Background: Obtaining high-quality evidence for efficacy of gut-directed hypnotherapy (GDH) in patients with irritable bowel syndrome (IBS) is constrained by difficulty in designing a blinded placebo. An alternative is to compare GDH to a therapy with proven efficacy, such as the low FODMAP diet (LFD), which benefited 70% of such patients in a recent randomised, controlled trial.1
Aims & Methods: This study aims to determine if GDH is non-inferior in efficacy to the LFD and to assess whether they have additive effects. A randomised controlled trial was performed in IBS patients (Rome-III) comparing (a) LFD: education at the beginning of week 1, review at week 6; (b) GDH: six weekly one-hour hypnosis sessions for 6 weeks; (c) a combination of both. The primary endpoint was the change in overall gastrointestinal (GI) symptoms as evaluated using a 100 mm visual-analogue-scale (VAS) from baseline to week 6. Secondary end-points were the change overall GI symptoms from baseline to 6-months post-treatment and the change in individual gastrointestinal symptoms (abdominal pain, bloating, wind, satisfaction with stool consistency and nausea), psychological indices including anxiety and depression as assessed by the Hospital Anxiety and Depression Scale and IBS-related quality of life (IBS-QOL) from baseline to week 6 and 6-months post-treatment.
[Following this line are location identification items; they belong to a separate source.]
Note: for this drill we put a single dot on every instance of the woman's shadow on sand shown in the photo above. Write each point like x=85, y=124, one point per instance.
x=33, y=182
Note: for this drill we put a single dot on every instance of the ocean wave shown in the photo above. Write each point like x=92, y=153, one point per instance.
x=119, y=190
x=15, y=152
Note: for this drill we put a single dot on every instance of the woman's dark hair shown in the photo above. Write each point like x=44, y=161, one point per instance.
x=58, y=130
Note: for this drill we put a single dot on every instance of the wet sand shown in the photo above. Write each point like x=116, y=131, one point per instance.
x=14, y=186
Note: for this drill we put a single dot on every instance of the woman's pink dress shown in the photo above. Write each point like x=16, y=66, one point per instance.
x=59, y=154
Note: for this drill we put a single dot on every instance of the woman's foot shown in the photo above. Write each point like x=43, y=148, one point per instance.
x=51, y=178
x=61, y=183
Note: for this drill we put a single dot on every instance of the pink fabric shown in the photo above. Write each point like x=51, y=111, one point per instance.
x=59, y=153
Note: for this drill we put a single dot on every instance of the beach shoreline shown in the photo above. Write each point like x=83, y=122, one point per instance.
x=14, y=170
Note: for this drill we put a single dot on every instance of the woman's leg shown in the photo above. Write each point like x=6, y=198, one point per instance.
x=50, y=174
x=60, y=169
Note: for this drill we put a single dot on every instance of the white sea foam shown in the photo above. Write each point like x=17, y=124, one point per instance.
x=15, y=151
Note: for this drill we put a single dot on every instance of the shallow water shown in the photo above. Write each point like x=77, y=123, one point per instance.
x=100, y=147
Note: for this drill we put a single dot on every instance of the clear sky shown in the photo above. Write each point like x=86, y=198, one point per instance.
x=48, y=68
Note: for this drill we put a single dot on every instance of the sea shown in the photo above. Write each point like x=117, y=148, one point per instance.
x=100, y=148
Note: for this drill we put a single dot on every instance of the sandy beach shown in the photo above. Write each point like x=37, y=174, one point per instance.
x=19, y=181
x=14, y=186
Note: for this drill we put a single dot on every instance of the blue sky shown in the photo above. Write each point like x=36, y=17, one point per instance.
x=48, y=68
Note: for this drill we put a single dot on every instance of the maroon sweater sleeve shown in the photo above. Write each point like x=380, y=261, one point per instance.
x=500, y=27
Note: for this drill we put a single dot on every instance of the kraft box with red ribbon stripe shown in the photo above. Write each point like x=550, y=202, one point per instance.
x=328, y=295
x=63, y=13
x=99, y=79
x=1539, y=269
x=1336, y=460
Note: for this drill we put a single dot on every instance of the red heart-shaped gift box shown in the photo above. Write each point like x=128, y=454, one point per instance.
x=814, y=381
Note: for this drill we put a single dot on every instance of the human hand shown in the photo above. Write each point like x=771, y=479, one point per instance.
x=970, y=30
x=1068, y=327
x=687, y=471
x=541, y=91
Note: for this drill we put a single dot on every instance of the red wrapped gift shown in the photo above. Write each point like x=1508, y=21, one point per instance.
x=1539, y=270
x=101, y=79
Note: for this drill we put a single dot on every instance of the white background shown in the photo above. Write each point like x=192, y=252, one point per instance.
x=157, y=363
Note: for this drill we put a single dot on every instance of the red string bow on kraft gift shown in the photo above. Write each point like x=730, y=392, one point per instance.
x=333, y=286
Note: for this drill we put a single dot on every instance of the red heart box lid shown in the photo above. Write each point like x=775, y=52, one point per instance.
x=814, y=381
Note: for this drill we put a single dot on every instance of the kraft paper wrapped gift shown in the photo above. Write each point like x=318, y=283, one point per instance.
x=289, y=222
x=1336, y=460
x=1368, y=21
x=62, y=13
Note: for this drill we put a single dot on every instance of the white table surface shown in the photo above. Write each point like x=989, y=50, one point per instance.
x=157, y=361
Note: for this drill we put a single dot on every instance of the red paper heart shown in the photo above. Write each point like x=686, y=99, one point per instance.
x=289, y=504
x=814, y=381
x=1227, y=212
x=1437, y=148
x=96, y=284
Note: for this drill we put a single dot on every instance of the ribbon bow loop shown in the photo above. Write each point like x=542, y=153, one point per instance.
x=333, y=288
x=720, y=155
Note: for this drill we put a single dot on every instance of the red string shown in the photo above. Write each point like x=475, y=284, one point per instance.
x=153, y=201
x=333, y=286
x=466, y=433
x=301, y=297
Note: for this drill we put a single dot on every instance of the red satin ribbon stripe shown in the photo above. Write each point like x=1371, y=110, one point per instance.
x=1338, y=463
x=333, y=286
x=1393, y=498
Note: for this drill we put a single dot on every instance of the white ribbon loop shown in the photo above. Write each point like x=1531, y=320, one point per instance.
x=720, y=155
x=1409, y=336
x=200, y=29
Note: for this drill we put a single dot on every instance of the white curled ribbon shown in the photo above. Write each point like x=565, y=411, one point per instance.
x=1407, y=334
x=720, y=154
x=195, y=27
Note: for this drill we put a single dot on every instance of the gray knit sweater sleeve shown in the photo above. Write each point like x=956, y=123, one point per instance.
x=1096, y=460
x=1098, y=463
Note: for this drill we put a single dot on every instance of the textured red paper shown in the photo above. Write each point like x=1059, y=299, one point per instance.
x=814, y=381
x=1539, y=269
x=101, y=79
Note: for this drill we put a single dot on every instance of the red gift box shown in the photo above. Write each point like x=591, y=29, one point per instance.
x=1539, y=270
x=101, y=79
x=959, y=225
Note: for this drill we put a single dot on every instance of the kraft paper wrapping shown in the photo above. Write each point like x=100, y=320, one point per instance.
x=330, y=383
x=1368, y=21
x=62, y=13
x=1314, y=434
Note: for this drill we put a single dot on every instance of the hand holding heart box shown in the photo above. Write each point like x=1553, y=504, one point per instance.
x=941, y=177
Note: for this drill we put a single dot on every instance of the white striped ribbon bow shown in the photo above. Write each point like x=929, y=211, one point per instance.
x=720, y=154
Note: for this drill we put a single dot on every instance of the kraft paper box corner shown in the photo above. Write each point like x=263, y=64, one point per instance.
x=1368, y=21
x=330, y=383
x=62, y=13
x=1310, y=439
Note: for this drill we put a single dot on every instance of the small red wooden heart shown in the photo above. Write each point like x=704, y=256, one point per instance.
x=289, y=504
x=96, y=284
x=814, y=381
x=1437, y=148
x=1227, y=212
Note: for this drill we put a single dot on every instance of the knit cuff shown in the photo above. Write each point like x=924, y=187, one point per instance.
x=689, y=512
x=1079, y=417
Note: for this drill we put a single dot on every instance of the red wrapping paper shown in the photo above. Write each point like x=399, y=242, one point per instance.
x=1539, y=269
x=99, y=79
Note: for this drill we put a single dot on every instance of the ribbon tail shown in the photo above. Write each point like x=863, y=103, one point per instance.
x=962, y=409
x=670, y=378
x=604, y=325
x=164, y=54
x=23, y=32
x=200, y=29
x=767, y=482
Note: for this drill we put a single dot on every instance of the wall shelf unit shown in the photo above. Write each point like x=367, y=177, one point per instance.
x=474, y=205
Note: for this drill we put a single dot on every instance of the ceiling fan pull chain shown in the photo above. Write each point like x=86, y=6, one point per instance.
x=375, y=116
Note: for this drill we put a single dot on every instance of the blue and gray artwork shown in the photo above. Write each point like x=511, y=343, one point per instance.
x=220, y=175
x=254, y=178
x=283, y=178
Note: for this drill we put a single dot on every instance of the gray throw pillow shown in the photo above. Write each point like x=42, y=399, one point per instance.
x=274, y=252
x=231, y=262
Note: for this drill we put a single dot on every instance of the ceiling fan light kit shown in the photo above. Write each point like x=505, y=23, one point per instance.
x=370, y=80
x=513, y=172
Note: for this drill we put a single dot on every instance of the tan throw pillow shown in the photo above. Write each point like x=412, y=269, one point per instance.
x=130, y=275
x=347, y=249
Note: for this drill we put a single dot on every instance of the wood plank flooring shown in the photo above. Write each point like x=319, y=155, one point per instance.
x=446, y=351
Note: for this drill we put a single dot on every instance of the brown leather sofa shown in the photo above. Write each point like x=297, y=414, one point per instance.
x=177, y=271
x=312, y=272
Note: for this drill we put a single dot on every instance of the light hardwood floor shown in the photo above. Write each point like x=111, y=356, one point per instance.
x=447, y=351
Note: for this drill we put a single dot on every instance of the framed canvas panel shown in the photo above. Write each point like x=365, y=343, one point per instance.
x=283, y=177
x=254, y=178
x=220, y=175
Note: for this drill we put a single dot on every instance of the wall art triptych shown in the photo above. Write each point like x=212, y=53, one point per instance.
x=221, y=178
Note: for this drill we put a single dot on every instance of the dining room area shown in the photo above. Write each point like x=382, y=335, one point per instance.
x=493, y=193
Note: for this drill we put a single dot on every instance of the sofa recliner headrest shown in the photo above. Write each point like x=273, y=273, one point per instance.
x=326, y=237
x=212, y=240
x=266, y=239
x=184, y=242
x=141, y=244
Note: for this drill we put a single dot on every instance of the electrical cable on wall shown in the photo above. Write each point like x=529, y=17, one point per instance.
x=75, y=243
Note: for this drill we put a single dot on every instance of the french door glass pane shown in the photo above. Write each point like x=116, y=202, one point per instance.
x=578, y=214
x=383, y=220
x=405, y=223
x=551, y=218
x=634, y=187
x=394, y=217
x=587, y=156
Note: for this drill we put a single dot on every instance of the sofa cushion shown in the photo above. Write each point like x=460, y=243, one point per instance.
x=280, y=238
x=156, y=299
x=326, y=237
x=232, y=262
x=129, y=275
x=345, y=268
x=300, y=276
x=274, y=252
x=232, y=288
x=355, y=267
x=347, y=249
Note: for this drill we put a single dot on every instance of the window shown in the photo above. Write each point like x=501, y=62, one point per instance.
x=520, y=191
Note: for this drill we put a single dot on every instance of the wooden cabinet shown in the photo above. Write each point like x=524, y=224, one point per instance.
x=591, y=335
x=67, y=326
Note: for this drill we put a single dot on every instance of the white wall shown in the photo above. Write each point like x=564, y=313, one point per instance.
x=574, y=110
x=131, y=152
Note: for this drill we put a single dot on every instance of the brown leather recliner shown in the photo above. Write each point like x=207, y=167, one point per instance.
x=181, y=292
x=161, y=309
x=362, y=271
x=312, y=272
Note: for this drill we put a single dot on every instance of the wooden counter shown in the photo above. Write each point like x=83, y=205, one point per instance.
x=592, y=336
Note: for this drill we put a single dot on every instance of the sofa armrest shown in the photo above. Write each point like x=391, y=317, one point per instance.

Results: Of 74 participants (mean age 40, SD 14 y; 14 male), 25 received the GDH, 24 the LFD and 25 combination therapy. The groups were well matched. Overall GI symptoms improved from baseline to week 6 by a mean [95% CI] of 33 [25, 41], 30 [19, 42] and 36 [27, 45] mm, respectively (all p<.0001) with no differences across the groups (p=.67; one-way-between-groups ANOVA). Improvement (≥ 20 mm reduction) was achieved in 72% who received GDH, 71% the LFD and 72% the combined treatment. Overall symptoms remained improved from baseline to 6-months by 38 [27, 50], 30 [16, 43] and 27 [14, 40] mm (p<.0001). 74% receiving GDH, 82% the LFD and 54% the combined treatment maintained their response. Significant reductions in abdominal pain, bloating, wind and stool consistency, but not nausea were observed from baseline to week 6 and 6-months. No differences in improvement were observed for individual GI symptoms across treatment groups at either time-point. Long-term improvement for HADS anxiety (M=-3.4) and depression (M=-2.16) was only observed in those who received GDH (both p<.0001). IBS-QOL significantly improved in all treatment groups from baseline to week 6 but was only maintained 6-months post-treatment for those who received the combined treatment (all p<.001). No difference in any psychological index was observed across treatment groups from baseline to week 6 or 6-months post-treatment.
Conclusions: Efficacy of GDH is not inferior to that of LFD for relief of GI symptoms in IBS patients, but they do not show additive effects. Long-term improvement in anxiety and depression was superior following GDH. GDH is an effective alternative to the LFD, but the lack of additive effect is unexplained.